Personal information
- Born: May 6, 1990 (age 36) Mexico City, Mexico
- Height: 1.80 m (5 ft 11 in)
- Weight: 78 kg (172 lb)

Fencing career
- Sport: Fencing
- Country: Mexico
- Weapon: Foil
- Hand: right-handed
- FIE ranking: current ranking

Medal record
Representing Mexico
Pan American Games
| Bronze medal – third place | 2015 Toronto | Individual foil |
| Bronze medal – third place | 2015 Toronto | Team foil |
Central American and Caribbean Games
| Gold medal – first place | 2010 Mayaguez | Individual foil |
| Gold medal – first place | 2014 Veracruz | Individual foil |
| Silver medal – second place | 2010 Mayaguez | Team foil |
| Silver medal – second place | 2014 Veracruz | Team foil |

= Daniel Gómez (fencer) =

Mexican fencer (born 1990)

Daniel Gómez Tanamachi (born 6 May 1990) is a Mexican fencer. At the 2012 Summer Olympics he competed in the Men's foil, but was defeated in the second round. He competed at the 2016 Summer Olympics but was again knocked out in the second round.

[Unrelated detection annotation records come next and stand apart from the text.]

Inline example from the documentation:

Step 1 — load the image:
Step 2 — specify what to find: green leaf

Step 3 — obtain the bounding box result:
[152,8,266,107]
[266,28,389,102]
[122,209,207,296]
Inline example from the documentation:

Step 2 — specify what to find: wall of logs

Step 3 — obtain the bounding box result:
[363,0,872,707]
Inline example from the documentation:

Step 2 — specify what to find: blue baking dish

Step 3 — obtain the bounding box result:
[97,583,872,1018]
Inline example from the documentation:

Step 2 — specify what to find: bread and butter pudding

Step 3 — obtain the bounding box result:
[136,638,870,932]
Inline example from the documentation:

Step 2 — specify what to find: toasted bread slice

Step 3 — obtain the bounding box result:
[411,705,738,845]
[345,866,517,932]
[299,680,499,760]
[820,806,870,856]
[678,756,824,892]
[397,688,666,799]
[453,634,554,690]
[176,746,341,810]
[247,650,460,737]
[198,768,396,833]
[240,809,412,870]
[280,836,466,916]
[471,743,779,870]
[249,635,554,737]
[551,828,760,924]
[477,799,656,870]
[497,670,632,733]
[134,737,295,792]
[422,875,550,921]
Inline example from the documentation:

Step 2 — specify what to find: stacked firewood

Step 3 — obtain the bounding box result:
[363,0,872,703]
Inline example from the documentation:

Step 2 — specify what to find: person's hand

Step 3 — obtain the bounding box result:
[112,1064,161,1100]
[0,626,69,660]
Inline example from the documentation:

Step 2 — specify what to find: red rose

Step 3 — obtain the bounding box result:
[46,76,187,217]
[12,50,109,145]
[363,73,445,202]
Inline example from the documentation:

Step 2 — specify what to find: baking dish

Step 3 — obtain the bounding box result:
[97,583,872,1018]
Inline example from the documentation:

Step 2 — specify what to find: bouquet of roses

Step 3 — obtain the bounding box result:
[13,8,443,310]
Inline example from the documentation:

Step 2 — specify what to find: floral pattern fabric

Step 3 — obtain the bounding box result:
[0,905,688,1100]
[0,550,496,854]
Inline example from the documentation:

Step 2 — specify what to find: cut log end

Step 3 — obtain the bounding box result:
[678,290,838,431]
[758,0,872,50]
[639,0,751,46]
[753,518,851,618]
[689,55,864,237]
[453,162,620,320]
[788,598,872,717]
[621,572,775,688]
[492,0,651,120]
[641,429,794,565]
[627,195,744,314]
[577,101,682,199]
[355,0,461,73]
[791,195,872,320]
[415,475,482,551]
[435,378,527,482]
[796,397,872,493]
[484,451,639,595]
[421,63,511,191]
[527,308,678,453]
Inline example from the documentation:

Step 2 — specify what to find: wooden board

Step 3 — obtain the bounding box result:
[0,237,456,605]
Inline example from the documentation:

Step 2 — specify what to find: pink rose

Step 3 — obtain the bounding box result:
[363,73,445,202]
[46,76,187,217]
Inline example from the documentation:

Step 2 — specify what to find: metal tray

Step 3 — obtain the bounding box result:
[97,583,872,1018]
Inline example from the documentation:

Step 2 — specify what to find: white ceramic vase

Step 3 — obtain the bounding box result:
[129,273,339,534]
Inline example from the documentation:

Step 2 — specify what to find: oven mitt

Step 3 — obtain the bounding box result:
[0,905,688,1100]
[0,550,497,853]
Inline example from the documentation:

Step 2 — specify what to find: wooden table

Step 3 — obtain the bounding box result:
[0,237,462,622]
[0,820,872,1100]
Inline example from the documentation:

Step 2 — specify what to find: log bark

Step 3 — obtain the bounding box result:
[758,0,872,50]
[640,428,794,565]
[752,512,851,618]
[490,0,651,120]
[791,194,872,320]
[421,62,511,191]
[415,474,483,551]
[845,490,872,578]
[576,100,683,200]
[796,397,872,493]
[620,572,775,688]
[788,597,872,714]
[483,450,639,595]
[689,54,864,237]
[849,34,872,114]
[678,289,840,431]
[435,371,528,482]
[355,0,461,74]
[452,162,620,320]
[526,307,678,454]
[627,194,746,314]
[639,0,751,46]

Gómez won gold medals at the 2010 and Veracruz 2014, becoming the only Mexican male fencer in history to win two games in a row. He also won back-to-back silver medals in the team events.

Gómez also won two medals at the 2015 Pan American Games in Toronto in the individual foil and team foil events.

Gómez is of Japanese descent. He began fencing at the age of 12.